If you just can’t handle the different taste of an uncut penis (and they do taste different), that’s cool with me as well. Whatever works for you. GayProf doesn’t judge -- on this issue.
I can understand having a preference for cut or uncut, but making it a deal breaker? Really? I prefer drinking TaB over Diet Coke, for instance. If Anderson Cooper offered me a Diet Coke in his bedroom, however, you better believe I am going to drink it.
Unlike gay men, you rarely hear straight women express a firm-line stance on this issue. If questioned, they might make their druthers known. Quite frankly, it seems that many straight women avoid having to look at a penis very much at all. They don’t want direct eye contact with that mess, from their perspective. Cut or uncut, therefore, is just not on the top of their list.
What does seem to be on the top of straight women’s lists? The guy needs to be taller than them. It’s true. Sorry hetero guys, if you are short, you just aren’t making the list. A straight guy could be toady-ugly, but if he is over six-foot, straight women will consider him a bonus-find because they could wear heels. I'll leave it to the hets to debate the pros and cons of this issue. I am just observing.
Some gay men, though, seem to spend a great deal of energy thinking about the foreskin/non-foreskin issue. There are entire sex parties devoted to only uncircumsied guys (no cutsies allowed). I guess I just don’t like the idea of excluding people. Everybody wants to be invited to the party.
I have also met many gay men who bemoan their cut status. An entire minor industry exists of products that try to “regrow” one’s foreskin. Most of these contraptions seem to involve stretching the skin on the shaft of the penis (!). This sounds both painful and incoveinent. Does it really matter that much? Really?
Until 1980, almost 70 percent of male infants had their foreskin removed at birth in the U.S. for non-religious reasons. Even today, when circumcision has started to lose favor, over half of infants still have the procedure. It seems like these men just need to get over it. Your foreskin is gone. It's not coming back to you. Let it go.

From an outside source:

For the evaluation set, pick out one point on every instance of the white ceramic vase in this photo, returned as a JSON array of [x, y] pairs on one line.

It’s not just gay guys, though, who have some psychological issues over the turtle-neck. As much as many gay men eroticize foreskin, some straight guys seem to fear it (even those who are uncircumscised themselves). You often hear straight fathers talking about their reasons for having their sons trimmed up. They usually offer, “I want him to look like all the other boys in the locker room.” What exactly was going on in these men’s teenaged locker rooms? And why wasn’t I ever asked to join in on the compare and contrast moment when I was young?
I once had a straight-male acquaintance from Europe who spent part of his young life in the states. He actually was embarrassed by his foreskin even as an adult. When questioned directly about still having a flip-cap, he disavowed it. He only used the stalls in men’s rooms. Now, I never really asked what happened in his youth (we just weren’t that tight), but, damn, there was a man who didn’t want his penis to be different from the others around him.
It all reminds me that men are not as secure in our bodies as we are lead to believe. During the height of the feminist movement, women spent some serious time discussing their bodies and coming to self-acceptance in a conscious way. I wonder if men (both queer and non-queer) wouldn’t benefit from similar introspection. More than just contemplating if we have enough precious inches, we could use some greater security in using what we got. I am not saying that I am going to draft a new play entitled the Penis Monologues (Although...). Still, let’s work it out boys. We have what we have – Be happy.